There are a few solutions emerging as potential candidates to help bridge the divide between online and offline payments, however, most of them remain in relatively early stages of development. We believe that the payments industry will continue to try and solve this conundrum and we will see more solutions in this space emerging over the next 12 to18 months.

However, in the end, the desired online and offline ubiquity for any single wallet may prove to be illusionary. I do not share the view of those who think that there will be “one wallet to rule them all.” If anything, the mobile phone itself might become such a “wallet,” with consumers using multiple apps to shop and pay with payment credentials stored in multiple places.

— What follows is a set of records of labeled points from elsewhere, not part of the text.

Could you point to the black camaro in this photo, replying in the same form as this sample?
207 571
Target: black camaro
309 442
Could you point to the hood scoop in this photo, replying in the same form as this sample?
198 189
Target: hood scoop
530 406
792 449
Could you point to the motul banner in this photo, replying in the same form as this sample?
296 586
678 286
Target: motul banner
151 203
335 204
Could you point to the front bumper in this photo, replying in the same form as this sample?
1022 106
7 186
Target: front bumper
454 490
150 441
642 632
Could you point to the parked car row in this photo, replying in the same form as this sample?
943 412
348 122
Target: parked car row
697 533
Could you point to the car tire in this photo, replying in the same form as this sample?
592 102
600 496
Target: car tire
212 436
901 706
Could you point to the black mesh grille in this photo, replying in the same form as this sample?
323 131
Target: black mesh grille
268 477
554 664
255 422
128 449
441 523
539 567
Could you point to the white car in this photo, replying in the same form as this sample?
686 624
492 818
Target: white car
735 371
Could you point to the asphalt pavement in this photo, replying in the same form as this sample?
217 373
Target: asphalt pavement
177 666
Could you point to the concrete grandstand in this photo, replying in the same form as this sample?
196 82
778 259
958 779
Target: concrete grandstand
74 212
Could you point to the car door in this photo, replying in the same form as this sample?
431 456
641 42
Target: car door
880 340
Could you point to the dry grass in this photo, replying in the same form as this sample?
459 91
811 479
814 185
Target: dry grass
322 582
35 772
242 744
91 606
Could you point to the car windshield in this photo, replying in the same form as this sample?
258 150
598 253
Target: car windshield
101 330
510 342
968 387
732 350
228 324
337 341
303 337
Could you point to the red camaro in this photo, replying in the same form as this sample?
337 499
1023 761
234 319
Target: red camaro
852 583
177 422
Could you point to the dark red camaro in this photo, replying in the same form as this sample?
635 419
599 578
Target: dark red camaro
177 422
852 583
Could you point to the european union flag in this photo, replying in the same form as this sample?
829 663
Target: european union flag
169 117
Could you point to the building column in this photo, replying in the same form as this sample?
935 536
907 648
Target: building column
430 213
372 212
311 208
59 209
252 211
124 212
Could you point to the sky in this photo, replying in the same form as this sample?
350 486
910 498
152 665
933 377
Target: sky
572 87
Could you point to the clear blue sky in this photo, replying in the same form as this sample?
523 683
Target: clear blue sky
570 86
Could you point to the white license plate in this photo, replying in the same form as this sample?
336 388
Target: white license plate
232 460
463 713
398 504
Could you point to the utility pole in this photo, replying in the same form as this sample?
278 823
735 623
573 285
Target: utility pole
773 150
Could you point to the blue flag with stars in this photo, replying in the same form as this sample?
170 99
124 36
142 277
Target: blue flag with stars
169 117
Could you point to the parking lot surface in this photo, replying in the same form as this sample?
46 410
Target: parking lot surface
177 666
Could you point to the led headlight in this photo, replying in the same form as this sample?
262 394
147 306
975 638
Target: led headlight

In today’s fragmented world of digital wallets, our advice to banks would be to think twice before launching their own branded independent wallets. Some banks might be successful in doing so, but many others are likely to be better off by ensuring their payment credentials are available with the wallets most likely to win in the market. Supporting traditional scheme wallets, such as Visa’s V.me and MasterCard’s PayPass Wallet, should be a “no brainer” decision for most banks, but other specific market segment leaders, such as Isis or Google in the United States would also merit consideration. Banks should also remember that many already have a great asset in their mobile banking platforms and should focus on enhancing and extending them with rich value-added services, including payment propositions, such as P2P or access to card-based and other payment credentials.